My VCP 5 Exam Experience

December 5, 2011 in vHersey, VMware

This morning I sat for and PASSED the VMware Certified Professional Exam on vSphere 5 (VCP510). If I had to sum up the VCP 5 Exam in a single word that word would be tough.

There was a small issue with the test center not having the environment ready for my scheduled exam time. Took them about 45 minutes to get things squared away. This increased the anxiety associated with taking the test a bit but once they worked the problem out with the system everything went OK. I was able to calm myself down once I was seated in front of the testing workstation.

The exam was fairly difficult (tough), much more so than the VCP 4, but I really really enjoyed it. Of course because of the NDA I cannot reveal any specific questions but a lot of the questions were almost like lab set ups. You have this, this, and this and you need it to do this. What is the first thing you should do or why is this not working? Yes there were also some general product knowledge type questions but a lot more of the questions seemed to have you thinking through a configuration or problem.

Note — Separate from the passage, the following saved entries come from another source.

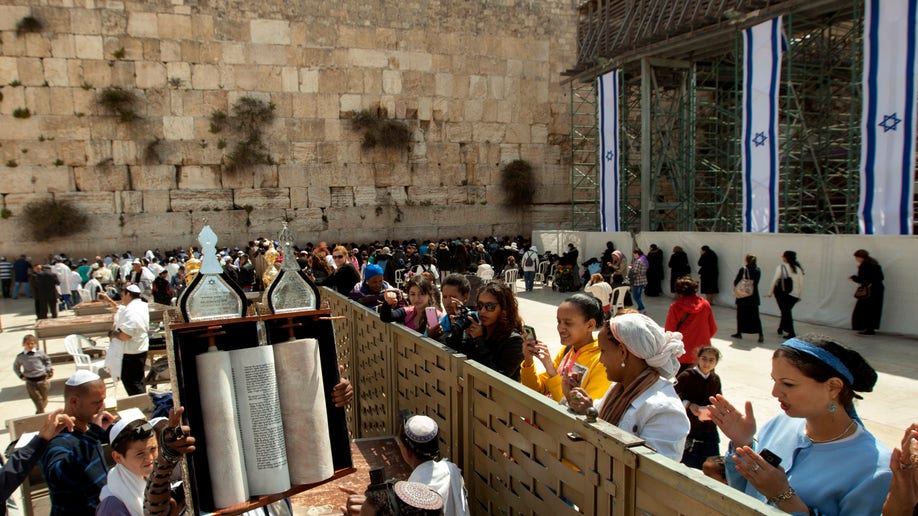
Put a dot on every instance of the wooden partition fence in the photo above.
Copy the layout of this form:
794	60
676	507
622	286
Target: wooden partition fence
521	453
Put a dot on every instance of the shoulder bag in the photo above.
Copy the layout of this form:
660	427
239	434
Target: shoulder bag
745	287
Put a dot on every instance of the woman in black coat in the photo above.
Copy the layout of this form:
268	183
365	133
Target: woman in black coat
654	271
678	267
869	309
708	271
747	308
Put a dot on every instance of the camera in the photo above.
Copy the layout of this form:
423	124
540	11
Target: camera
461	320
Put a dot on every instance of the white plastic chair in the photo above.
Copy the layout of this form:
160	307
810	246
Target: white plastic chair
510	276
74	345
617	299
540	274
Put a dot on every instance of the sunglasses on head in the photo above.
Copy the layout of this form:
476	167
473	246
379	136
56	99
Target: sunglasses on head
141	433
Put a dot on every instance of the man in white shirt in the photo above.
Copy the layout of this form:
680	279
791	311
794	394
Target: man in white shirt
132	322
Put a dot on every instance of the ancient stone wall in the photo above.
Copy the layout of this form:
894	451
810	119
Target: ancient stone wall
477	82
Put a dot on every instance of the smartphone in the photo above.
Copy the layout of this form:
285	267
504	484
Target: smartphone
770	457
529	333
432	319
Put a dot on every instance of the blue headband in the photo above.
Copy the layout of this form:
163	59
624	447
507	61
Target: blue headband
828	358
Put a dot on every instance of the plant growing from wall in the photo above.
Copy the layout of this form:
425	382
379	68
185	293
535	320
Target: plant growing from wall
250	116
518	183
52	218
379	130
119	101
28	24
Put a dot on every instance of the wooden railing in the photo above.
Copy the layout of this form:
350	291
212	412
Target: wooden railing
521	453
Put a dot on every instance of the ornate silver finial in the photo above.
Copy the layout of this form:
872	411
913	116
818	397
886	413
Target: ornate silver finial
208	240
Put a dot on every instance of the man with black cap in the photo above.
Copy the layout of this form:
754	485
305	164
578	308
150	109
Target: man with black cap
74	465
132	321
45	285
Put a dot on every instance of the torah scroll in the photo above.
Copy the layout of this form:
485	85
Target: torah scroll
260	421
224	446
302	397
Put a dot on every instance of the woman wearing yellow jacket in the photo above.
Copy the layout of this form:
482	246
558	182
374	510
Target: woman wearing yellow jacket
577	363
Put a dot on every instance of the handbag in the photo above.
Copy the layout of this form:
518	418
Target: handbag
785	282
745	287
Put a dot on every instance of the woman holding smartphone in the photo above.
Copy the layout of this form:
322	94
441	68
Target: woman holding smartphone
420	297
577	363
830	463
493	335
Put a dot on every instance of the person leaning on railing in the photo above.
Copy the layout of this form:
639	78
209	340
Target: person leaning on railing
641	358
577	363
493	335
830	464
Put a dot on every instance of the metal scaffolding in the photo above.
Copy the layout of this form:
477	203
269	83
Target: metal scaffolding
681	113
585	182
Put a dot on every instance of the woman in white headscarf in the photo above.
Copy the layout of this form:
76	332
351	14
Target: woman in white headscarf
641	359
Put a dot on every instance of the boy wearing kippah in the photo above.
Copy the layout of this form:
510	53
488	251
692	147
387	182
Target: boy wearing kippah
34	368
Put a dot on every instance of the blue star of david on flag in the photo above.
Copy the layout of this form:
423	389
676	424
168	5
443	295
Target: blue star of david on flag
889	123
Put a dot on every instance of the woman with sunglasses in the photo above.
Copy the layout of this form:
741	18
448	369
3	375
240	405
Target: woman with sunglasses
641	360
345	276
493	337
577	363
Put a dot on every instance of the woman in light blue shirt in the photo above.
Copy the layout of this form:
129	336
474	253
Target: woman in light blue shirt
829	463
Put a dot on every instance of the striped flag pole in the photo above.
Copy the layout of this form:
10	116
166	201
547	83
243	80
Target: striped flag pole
608	102
888	118
761	78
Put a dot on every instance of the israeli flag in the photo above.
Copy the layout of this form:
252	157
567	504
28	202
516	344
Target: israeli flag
608	89
761	78
888	118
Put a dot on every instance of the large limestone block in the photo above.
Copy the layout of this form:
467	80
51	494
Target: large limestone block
178	127
16	180
124	152
242	178
427	195
358	174
276	32
129	202
88	47
364	196
20	129
262	198
90	202
109	178
30	71
266	176
152	177
342	197
56	72
199	178
173	26
16	202
150	75
197	200
318	197
156	201
142	25
10	16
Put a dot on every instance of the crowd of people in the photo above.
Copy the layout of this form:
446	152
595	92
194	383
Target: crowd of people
656	381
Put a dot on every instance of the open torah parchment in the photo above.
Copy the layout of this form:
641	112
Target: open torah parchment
266	421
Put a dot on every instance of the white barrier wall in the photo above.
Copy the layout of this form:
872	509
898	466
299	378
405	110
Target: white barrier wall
828	296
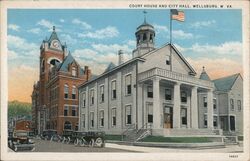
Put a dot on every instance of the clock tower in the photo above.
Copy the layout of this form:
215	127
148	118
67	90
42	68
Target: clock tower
52	52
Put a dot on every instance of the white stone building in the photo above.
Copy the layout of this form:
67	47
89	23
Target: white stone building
157	87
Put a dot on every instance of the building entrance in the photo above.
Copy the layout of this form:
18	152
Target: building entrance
168	117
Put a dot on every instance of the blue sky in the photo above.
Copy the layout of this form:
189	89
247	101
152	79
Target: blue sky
211	38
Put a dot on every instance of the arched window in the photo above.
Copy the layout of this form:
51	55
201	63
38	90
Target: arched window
74	71
43	65
66	91
144	37
74	92
67	125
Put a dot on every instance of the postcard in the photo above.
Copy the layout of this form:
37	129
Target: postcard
125	80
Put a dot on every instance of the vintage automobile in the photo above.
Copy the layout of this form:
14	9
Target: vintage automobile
47	134
91	138
20	141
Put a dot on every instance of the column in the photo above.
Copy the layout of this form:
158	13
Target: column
139	103
194	108
87	109
177	106
156	103
210	109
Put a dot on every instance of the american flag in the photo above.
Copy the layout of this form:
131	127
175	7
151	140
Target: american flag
177	15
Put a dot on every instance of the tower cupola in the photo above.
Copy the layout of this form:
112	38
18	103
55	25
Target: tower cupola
145	38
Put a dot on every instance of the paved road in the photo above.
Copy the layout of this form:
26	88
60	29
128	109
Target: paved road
51	146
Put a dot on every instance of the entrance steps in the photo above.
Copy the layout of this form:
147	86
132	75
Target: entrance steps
186	132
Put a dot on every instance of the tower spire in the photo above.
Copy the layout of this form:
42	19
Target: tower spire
145	12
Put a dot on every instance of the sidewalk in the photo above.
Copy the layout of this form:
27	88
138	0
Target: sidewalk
227	149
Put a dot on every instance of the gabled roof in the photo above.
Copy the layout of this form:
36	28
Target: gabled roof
225	83
110	67
204	75
68	60
192	71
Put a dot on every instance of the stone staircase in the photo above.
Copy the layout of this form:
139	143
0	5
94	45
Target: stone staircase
132	134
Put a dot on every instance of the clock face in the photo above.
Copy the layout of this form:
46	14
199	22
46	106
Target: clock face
56	44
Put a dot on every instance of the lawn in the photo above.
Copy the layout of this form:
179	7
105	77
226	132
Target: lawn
113	137
176	139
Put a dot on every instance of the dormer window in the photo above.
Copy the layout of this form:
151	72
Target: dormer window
74	71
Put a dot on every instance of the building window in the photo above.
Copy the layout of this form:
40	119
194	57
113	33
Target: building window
92	96
66	109
83	120
102	93
150	92
168	94
183	96
128	84
214	103
73	111
183	116
66	91
84	99
150	112
168	60
91	119
215	121
128	115
205	101
67	125
74	92
101	118
113	115
232	104
74	71
239	105
113	86
205	120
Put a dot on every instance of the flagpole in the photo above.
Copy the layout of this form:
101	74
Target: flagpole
170	47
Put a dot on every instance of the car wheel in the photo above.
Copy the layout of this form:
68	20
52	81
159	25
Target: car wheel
92	142
76	142
99	142
15	148
68	141
83	142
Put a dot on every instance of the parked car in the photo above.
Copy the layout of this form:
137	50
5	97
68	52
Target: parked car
91	138
19	140
66	136
47	134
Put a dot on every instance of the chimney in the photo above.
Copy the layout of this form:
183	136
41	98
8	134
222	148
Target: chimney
120	57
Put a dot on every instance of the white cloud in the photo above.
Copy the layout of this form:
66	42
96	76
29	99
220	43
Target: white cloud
101	55
49	25
201	24
227	48
62	20
21	46
180	34
107	32
35	30
85	25
13	27
68	39
216	68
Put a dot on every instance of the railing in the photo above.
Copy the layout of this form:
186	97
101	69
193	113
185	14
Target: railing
174	76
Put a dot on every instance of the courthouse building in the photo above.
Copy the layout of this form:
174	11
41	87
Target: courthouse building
158	87
55	95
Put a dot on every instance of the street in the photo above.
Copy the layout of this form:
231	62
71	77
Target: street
51	146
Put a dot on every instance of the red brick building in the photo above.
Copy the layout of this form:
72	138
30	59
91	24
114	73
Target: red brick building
60	75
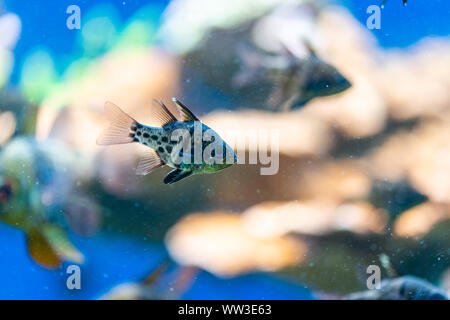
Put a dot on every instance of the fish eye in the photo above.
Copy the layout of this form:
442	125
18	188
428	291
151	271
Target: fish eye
438	296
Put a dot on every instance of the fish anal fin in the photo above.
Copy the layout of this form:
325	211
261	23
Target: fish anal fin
187	114
161	114
61	245
149	162
41	251
120	128
176	175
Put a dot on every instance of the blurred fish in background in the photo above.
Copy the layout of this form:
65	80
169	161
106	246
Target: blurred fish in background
245	56
403	288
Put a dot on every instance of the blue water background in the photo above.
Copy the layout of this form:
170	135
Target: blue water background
115	259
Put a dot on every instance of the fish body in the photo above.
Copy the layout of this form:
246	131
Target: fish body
402	288
178	144
36	196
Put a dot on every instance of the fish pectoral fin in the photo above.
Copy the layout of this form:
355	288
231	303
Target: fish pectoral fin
176	175
41	251
149	162
185	113
61	245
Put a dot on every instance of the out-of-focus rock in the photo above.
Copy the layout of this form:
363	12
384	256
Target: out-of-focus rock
219	243
299	134
418	221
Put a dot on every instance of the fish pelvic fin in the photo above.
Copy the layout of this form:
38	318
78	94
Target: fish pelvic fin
121	128
41	251
149	162
177	175
49	246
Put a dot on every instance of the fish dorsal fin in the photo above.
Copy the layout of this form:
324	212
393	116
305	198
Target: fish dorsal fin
149	162
161	114
186	114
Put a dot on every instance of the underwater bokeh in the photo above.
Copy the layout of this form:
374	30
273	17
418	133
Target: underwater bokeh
361	120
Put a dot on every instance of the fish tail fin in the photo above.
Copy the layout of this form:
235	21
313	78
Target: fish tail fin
121	127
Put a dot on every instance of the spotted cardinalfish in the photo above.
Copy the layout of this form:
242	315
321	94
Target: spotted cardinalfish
38	196
166	145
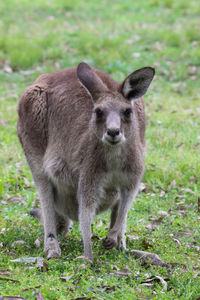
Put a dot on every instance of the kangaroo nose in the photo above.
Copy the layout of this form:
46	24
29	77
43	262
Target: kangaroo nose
113	132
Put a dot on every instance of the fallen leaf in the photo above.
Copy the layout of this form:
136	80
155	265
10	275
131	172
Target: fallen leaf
20	242
40	296
156	279
3	122
37	243
9	279
12	298
184	233
85	259
125	272
149	227
172	185
196	275
133	237
152	258
43	266
162	193
5	272
107	288
7	69
99	224
162	213
142	187
147	297
31	288
187	190
27	260
66	278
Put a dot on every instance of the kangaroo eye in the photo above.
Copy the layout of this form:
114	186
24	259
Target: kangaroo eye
127	112
99	113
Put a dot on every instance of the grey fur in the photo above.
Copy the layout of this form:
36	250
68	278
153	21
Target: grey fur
84	142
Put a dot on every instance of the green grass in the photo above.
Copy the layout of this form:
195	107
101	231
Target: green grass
117	37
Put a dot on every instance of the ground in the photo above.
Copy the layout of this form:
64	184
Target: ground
117	37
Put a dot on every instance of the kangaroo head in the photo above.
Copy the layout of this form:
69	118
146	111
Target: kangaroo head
113	117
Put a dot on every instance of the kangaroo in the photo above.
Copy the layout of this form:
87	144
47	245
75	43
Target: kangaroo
83	138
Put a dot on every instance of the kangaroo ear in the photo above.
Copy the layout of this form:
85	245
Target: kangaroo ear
137	83
90	80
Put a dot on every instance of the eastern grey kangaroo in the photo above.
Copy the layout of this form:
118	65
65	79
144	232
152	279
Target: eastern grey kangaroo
83	137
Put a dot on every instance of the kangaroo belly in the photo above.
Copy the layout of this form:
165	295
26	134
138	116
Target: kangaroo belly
65	201
65	186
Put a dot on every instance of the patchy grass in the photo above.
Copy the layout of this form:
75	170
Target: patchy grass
43	36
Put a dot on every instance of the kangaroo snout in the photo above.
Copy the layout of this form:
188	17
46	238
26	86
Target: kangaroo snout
112	136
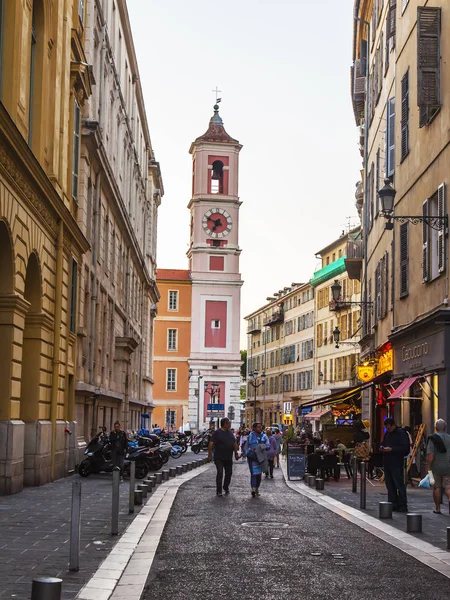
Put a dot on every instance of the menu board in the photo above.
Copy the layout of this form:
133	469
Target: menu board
296	462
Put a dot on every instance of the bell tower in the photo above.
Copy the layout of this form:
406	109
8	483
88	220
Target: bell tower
216	282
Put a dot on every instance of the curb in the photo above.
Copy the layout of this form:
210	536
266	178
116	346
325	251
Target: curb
124	571
426	553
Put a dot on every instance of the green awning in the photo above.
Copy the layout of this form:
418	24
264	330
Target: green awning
332	270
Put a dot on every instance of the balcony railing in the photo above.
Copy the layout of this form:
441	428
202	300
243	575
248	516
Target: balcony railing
276	317
354	259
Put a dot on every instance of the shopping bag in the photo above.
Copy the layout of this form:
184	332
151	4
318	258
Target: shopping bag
425	482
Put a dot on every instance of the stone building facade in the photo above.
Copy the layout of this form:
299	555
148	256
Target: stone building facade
41	244
120	190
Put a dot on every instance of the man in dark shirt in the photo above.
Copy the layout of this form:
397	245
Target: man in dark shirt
223	443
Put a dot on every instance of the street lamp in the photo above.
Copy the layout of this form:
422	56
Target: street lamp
254	378
387	197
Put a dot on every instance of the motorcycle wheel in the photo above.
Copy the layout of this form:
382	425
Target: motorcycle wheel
141	470
84	470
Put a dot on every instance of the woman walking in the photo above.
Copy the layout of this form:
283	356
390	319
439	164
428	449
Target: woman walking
271	453
256	452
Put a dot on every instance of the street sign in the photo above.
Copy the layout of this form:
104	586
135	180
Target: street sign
215	414
215	407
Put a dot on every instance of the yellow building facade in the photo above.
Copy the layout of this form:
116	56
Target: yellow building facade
40	242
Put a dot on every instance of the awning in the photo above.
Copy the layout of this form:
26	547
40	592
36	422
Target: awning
341	396
316	414
405	385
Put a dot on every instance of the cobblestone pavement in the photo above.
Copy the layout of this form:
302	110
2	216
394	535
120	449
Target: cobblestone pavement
434	527
280	545
34	532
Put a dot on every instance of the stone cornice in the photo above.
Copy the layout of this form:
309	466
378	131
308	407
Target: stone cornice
21	168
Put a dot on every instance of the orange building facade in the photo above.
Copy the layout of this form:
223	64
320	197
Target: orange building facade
172	349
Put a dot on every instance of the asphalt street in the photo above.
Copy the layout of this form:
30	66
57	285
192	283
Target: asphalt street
278	545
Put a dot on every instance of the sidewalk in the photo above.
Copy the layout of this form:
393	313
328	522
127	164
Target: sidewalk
278	545
34	532
434	527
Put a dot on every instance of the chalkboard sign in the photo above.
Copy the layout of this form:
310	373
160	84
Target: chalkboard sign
296	461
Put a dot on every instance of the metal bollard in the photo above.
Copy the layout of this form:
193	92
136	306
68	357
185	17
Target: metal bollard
355	476
385	510
46	588
115	501
144	489
362	496
131	491
413	523
75	523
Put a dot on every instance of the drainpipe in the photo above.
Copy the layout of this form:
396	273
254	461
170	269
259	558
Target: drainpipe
56	341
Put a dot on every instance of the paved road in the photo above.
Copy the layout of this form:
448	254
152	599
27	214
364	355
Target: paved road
34	533
207	553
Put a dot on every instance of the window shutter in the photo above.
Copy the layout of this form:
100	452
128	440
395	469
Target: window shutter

There are a lot of great study resources on the web and I have listed a few of my favorites with some of my notes on my VCP5 Study page. The Mastering vSphere 5 book by Scott Lowe and the vSphere 5 Clustering Deep Dive by Frank Denneman and Duncan Epping
were also very useful resources. I have to say the best resources for preparing for this exam were my home lab and the hands-on experience from upgrading a production vSphere environment from 4.x to 5.

My home lab is a simple environment built on VMware Workstation 8 with 2 ESXi 5 host and the vCenter Virtual Appliance. This set up was enough to work through just about everything in the VCP5 Blueprint.

I think it is pretty fair to say that if you attempt the VCP 5 exam without at least some hands-on experience you are probably not going to do very well unless you are just extremely lucky.

As with the VCP4 and the VCAP-DCA exams I wish the VMware exams would give you some idea of your strengths and weaknesses. Similar to the way EMC did with the ISA exam. I know the reasoning for not providing the questions you missed but being able to see what blue print objectives you scored weakest in would do a lot to help someone as they continue to work with the product.

I think the best advice I can give anyone who is planning to take the VCP 5 exam is to download the VCP 5 Exam Blueprint, set up a lab environment, and start working through the blueprint objectives.